Les 17 et 18 juin 2019, l’amiral Luechai Ruddit, commandant en chef de la marine royale thaïlandaise, a effectué son premier déplacement au Viêt Nam. Un an et demi après la réception de son prédécesseur - l'amiral Naris Pratoomsuwan (25 au 28 janvier 2018) - à Hanoi, cette visite est dans l’ordre des choses, d’une part car la Thaïlande passera le relais de la présidence de l’ASEAN au Viêt Nam en janvier 2020 et qu’à ce titre il incombera au ministère vietnamien de la défense de prendre aussi la tête, pour un an, de toutes les instances militaires de l’Association, d’autre part car ces deux pays qui partagent une frontière entièrement maritime dans le golfe de Thaïlande ont donc des préoccupations communes en matière de contrôle de leurs espaces maritimes.
Comme de coutume, l’amiral Luechai Ruddit a été dans un premier temps accueilli par son homologue, le vice-amiral Phạm Hoài Nam, au siège de l’état-major de la marine, à Hải Phòng (17 juin). Les deux commandeurs, qui sont amenés à se rencontrer régulièrement dans les événements maritimes organisés dans la région, et en particulier lors des salons d’armement et revues navales auxquelles la marine populaire vietnamienne participe de plus (envoi d’une, voire de deux, frégates Gepard), ont dressé un bilan positif de la relation entre les deux marines.

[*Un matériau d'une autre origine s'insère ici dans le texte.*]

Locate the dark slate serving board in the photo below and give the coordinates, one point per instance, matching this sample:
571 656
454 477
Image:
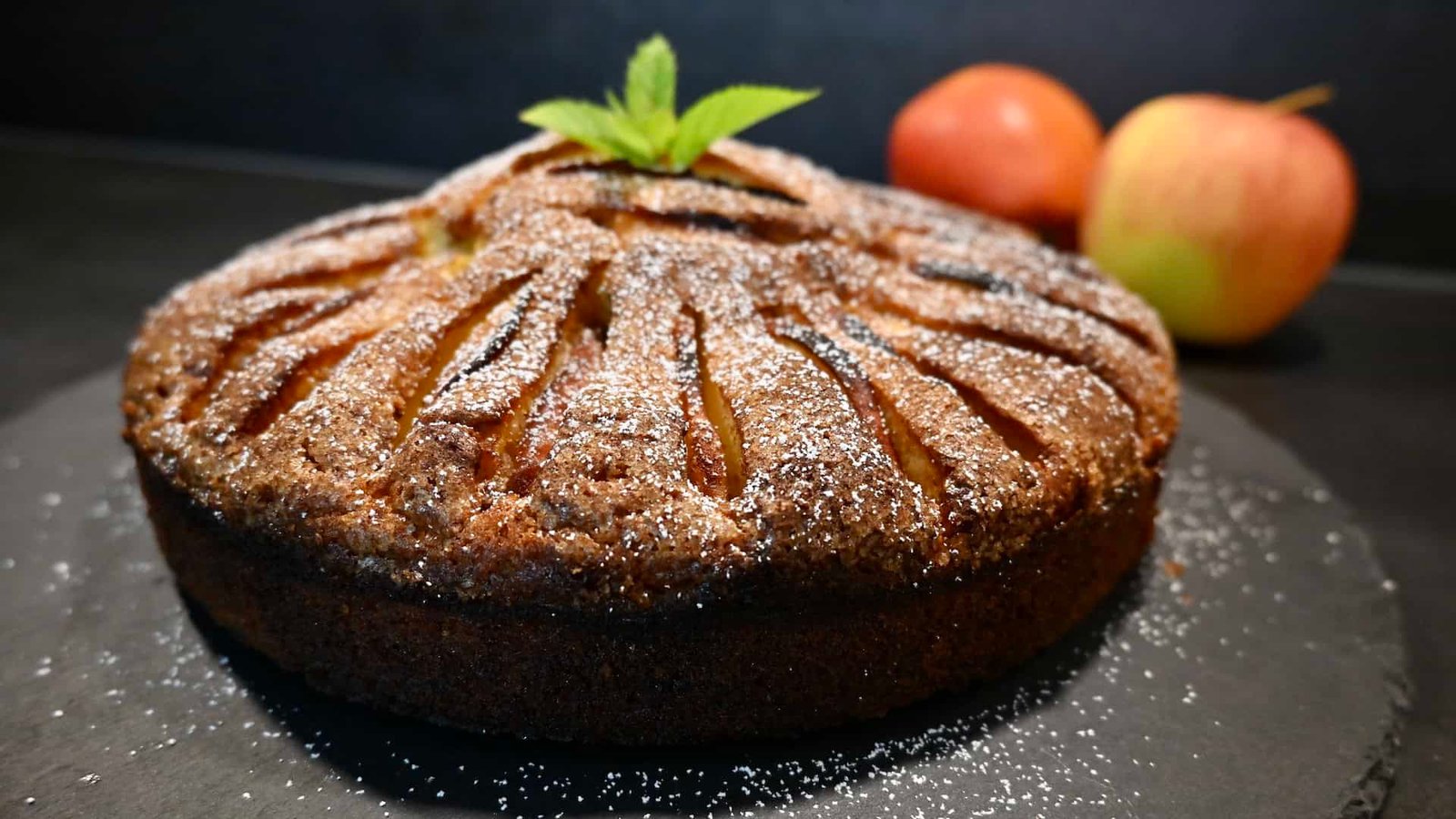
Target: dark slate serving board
1251 668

Cette relation se tisse et se renforce autour de la problématique commune du contrôle de ces eaux du golfe de Thaïlande très fréquentées, que ce soit par les pêcheurs légaux mais aussi illégaux, par des trafiquants de tous ordres et des adeptes de la piraterie maritime. Les deux chefs d’état-major ont ainsi salué le bon fonctionnement d’un canal de communication direct entre leurs centres de contrôle, qui permet de déconflicter des situations parfois tendues. De même, ils se sont prononcés en faveur de la poursuite des patrouilles conjointes régulières, qui franchiront en 2019 le vingtième anniversaire de leur lancement, en 1999, en application de l’accord du 09 août 1997 délimitant la frontière entre les deux pays dans le golfe de Thaïlande. Ces patrouilles, menées officiellement deux fois par an dans un secteur vaste d’environ 6000 km2, sont autant d’occasions de renforcer la connaissance mutuelle entre marins vietnamiens et thaïlandais lors de missions d’affirmation de présence, de sauvetage en mer, de lutte contre la piraterie, et d’échange régulier d’informations - ce qui n’empêche pas des accrochages ponctuels entre pêcheurs et garde-côtes ou marines locales.
Dans un second temps, l’amiral Luechai Ruddit a été reçu le 18 juin à Hanoi par le général de corps d’armée Phan Văn Giang, vice-ministre de la défense et chef de l’état-major général des armées. Il a assuré que la Thaïlande apportera au Viêt Nam tout le soutien dont il pourra avoir besoin dans le difficile exercice qu’est la présidence de l’ASEAN. En particulier, sur le volet naval, il a rappelé que la marine thaïlandaise est disposée à partager toute son expérience de l’organisation d’une revue navale avec la marine populaire vietnamienne, qui a déjà annoncé qu’elle organisera un tel événement début mai 2020 au large de Nha Trang.
Pour sa part, le général Giang a profité de cette visite pour partager avec l’amiral Luechai Ruddit ses préoccupations sur le sort des pêcheurs vietnamiens qui sont interceptés dans les eaux territoriales thaïlandaises. Il a concédé que certes ces pêcheurs n’ont pas à se livrer à la pêche illégale dans les eaux des pays voisins, mais appelé à un traitement humain de ces hommes poussés loin de leurs côtes pour traquer des ressources halieutiques qui se raréfient et éviter les prises à partie par les pêcheurs chinois et leurs bâtiments d’escorte, dont la violence donne régulièrement lieu à des accrochages qui se concluent parfois par le naufrage de chalutiers.
L’amiral Luechai Ruddi a bien pris acte de la demande vietnamienne, manifesté l’attachement de son pays au respect de la dignité humaine, mais bien précisé que les pêcheurs en infraction tombaient sous la coupe de la législation thaïlandaise. Une situation qui se reproduit aussi en Indonésie et en Malaisie, qui font de la lutte contre la pêche illégale l’une de leurs priorités.
Au bilan, alors que les commandants en chef de la marine thaïlandaise ne restent pas plus de deux ans en fonction, contrairement à la grande longévité des amiraux vietnamienne, cette visite s’inscrit donc dans la logique de renforcement des solidarités entre partenaires aséaniens, sur fond d’intérêts sécuritaires communs et sans profondes divergences de vues.